Image: Tyton Partners

Image: Tyton Partners

A new paper highlights how innovative education-to-employment programs can accelerate employment prospects for low-income adults. The two-part report by Tyton Partners and  The James Irvine Foundation, "Path to Employment: Maximizing the Impact of Alternative Pathways Programs," examines how Alternative Pathways Programs can prepare participants for validated, in-demand workforce opportunities. 

Alternative Pathways Programs (APPs) are generally non-accredited, employment-oriented education and training initiatives that promise a pathway into the workforce for opportunity youth and adults.
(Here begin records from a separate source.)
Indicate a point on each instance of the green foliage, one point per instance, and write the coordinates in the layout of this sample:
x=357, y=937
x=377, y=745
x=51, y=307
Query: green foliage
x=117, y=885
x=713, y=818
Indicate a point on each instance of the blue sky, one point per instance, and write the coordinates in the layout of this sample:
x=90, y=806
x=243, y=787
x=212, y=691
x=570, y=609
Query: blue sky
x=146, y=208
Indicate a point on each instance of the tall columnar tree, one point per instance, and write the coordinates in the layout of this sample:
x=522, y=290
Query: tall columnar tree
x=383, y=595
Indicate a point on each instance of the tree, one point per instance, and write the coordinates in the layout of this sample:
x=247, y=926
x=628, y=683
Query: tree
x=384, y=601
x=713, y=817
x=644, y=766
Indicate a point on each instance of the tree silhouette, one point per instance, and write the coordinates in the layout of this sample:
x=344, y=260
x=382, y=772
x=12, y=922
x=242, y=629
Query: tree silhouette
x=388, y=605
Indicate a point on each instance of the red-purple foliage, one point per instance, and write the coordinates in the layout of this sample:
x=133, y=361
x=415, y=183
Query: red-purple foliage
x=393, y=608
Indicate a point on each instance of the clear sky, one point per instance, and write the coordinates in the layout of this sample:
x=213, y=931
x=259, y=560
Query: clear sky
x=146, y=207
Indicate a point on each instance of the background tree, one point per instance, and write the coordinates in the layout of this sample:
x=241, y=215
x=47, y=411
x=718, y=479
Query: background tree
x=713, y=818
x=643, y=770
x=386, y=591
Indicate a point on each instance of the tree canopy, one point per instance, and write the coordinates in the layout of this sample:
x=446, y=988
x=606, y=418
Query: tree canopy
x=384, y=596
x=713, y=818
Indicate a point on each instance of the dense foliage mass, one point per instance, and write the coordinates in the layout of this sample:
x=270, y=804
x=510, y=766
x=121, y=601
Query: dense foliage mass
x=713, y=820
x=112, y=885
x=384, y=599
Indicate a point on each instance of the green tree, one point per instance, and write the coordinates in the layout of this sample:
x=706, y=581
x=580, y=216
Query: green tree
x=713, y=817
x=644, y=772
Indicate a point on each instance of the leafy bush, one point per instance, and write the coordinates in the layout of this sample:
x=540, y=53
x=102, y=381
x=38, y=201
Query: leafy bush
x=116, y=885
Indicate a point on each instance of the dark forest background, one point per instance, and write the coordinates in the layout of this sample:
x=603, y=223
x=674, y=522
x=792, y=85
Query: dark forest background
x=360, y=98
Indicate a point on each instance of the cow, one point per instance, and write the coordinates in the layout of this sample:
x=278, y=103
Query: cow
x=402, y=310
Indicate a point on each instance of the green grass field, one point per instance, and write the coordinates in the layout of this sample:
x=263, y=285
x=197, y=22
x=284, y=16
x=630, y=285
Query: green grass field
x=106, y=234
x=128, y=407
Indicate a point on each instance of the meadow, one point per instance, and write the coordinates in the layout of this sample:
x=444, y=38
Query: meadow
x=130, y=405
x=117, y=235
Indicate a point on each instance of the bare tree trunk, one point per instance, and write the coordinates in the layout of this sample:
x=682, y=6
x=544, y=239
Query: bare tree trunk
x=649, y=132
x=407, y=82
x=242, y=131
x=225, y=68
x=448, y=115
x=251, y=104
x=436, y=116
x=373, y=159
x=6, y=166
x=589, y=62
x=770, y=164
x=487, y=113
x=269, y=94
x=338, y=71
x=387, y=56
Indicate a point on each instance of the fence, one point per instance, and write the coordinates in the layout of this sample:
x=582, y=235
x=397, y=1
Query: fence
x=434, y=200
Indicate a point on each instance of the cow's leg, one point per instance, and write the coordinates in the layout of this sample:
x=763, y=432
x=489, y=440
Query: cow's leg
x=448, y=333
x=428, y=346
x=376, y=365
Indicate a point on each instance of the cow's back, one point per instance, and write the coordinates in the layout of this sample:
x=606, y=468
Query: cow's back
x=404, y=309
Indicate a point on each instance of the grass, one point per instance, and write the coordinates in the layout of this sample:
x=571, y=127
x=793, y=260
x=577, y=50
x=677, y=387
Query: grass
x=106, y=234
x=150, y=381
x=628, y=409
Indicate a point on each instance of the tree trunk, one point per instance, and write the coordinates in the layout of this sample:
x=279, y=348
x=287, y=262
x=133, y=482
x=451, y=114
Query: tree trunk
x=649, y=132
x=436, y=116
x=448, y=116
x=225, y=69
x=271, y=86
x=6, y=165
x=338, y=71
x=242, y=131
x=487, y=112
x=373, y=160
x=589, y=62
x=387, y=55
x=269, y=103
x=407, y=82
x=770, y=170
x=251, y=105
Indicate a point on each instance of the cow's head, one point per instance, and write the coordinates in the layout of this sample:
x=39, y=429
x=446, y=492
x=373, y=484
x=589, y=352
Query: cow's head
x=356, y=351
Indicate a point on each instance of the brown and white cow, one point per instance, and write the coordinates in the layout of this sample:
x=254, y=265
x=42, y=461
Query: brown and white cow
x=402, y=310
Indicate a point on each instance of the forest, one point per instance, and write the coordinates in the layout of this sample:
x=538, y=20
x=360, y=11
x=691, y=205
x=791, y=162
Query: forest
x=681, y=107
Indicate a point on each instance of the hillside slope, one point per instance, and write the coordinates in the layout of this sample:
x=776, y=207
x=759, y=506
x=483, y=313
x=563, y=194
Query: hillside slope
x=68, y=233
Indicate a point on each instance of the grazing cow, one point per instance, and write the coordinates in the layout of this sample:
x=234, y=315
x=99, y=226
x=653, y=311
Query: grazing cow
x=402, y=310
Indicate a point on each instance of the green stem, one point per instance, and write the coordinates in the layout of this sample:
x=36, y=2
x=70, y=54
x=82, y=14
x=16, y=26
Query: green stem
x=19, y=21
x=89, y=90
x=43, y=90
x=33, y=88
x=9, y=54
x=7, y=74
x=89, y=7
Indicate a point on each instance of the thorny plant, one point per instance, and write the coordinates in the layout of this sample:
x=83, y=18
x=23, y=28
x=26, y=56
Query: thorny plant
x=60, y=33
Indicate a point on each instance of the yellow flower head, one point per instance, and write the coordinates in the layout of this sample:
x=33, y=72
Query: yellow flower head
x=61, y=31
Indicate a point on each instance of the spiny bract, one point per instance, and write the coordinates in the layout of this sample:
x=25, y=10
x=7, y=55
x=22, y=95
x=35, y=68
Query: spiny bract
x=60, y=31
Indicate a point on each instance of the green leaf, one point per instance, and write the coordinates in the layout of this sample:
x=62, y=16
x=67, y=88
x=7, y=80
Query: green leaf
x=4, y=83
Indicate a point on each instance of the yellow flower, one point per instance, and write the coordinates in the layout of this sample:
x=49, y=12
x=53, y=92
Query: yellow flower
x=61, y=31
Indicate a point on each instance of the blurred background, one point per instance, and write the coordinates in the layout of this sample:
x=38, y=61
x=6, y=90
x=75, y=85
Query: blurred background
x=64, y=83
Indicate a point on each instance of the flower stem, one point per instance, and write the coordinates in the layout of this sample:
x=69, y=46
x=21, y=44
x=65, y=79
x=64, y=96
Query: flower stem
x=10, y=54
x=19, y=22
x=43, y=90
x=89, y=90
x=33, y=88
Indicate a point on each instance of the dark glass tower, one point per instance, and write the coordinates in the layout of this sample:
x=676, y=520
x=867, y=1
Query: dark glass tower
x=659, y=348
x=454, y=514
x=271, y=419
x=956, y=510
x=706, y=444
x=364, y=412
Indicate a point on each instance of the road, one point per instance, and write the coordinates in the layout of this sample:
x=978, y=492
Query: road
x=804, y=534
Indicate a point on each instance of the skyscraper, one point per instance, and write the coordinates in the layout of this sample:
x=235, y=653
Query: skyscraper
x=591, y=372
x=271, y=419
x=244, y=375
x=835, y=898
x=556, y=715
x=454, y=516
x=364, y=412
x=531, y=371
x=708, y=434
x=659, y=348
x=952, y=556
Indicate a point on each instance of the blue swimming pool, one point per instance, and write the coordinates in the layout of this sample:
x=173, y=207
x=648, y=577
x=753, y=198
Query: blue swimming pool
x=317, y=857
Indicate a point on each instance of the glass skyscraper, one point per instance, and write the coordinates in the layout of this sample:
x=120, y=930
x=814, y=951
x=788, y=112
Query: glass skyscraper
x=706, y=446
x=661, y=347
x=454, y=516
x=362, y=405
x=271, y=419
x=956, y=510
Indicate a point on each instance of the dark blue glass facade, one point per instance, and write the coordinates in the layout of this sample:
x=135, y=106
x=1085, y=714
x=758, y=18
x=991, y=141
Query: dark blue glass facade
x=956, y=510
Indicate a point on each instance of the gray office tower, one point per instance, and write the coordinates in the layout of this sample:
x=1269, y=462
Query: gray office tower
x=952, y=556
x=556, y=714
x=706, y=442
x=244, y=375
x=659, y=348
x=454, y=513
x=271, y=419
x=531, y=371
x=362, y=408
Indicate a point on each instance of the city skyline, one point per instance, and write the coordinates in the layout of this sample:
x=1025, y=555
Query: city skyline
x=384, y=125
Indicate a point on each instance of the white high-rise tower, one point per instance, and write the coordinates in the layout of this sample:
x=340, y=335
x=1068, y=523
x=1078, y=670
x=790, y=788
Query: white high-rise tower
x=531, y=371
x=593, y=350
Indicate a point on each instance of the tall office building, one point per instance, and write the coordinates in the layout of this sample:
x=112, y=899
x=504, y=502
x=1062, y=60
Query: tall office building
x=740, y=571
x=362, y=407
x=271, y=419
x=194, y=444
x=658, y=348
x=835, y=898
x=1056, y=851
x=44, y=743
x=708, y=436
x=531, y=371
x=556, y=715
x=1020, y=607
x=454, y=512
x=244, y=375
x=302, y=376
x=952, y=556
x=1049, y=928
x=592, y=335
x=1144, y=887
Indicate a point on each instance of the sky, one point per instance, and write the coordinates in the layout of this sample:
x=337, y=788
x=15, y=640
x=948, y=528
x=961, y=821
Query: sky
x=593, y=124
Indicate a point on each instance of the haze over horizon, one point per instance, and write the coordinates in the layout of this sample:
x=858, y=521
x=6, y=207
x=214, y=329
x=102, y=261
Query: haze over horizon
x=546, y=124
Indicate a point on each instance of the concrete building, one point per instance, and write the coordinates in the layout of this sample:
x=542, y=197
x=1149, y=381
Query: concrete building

According to the report, APPs have three characteristics:

  1. They focus on education and training for specific jobs and careers
  2. They maintain tight relationships with employers and industries to help facilitate job placement for participants
  3. They usually don't offer a degree or certificate

In the first part, the report defines the concept of APPs and explores the rapidly expanding segment of non-traditional programs and how these programs are connecting low-income students to “meaningful entry-level jobs and new career pathways.” 

Moreover, the first part provides the characteristics of successful APPs by identifying the six “pillars” of APPs:

  1. Enrollment Policies
  2. Participant Support
  3. Labor Market Alignment
  4. Connections
  5. Training Mix
  6. Financial Mode

These pillars provide a blueprint for existing and new APPs to audit their model, infrastructure, and support services to reach more participants and improve outcomes.

The second part of the report takes a closer look at how a group of Alternative Pathway program organizations are driving success through well-designed models. Including the profiles of nine organizations and a broad list of innovative providers in the space.